The only function of EventListeners that cannot be duplicated by ActionAttributes at this time is the capture of text output from the test. A new approach will be designed for this purpose.



NUnit 2.6 has one built-in TestCaseBuilder, NUnitTestCaseBuilder, which implements ITestCaseBuilder2. All TestCaseBuilders must implement either ITestCaseBuilder or ITestCaseBuilder2.

In NUnit 3.0, the interface and its implementation will be moved into the attributes that designate a test. For example, TestAttribute will actually build a test case. This may be done using ITestCaseBuilder2 or a new interface may be designed. Users wishing to create a new kind of test case will need to define a new attribute, which implements the interface.

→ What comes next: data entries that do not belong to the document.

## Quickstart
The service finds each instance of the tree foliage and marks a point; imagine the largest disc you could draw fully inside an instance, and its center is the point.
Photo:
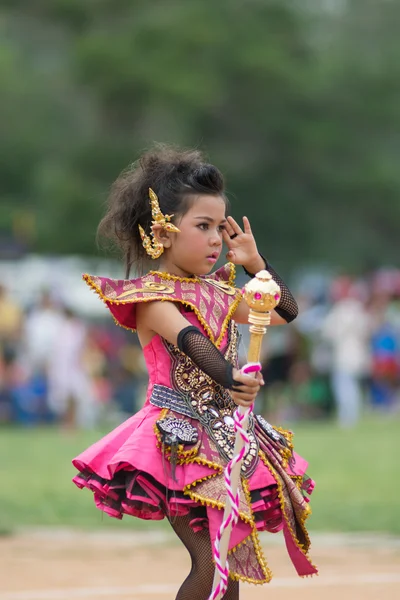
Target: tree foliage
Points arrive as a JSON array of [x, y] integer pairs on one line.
[[299, 107]]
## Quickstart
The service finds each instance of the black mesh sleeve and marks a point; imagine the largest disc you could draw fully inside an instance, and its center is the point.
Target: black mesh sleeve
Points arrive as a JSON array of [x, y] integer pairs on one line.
[[206, 356], [287, 307]]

A few issues need to be resolved:

  1. Some attributes, such as TestCaseAttribute or TestCaseSourceAttribute serve dual functions: they both mark a test case and provide data for the test case. Some combination of the code for generating test cases with that for creating tests is likely to be required.
  2. For backward compatibility, an extra TestAttribute accompanying one or more TestCaseAttributes should not generate an additional TestCase.



NUnit 2.6 has one built-in SuiteBuilder, which implements the required ISuiteBuilder interface.

Similarly to what is being done for test cases, the building of a test fixture will be moved into the TestFixture attribute. The supporting interface may need to be redefined. Users may create new types of test fixtures by defining a new attribute, which implements the interface.

Similar issues as with TestCaseBuilder must be resolved, in addition to a few others:

  1. TestFixtureAttribute both marks a test case and provides arguments used to construct the fixture.
  2. Extra TestFixtureAttributes in the hierarchy must be ignored.
  3. We want to add similar data-generation capabilities to TestFixture as exist for methods using TestCaseSource.
  4. We want to allow "TheoryFixtures", which combine multiple related Theories into a single fixture.
  5. We want to support an AbstractTestFixtureAttribute, which marks a class as the base of a fixture hierarchy but not a fixture itself.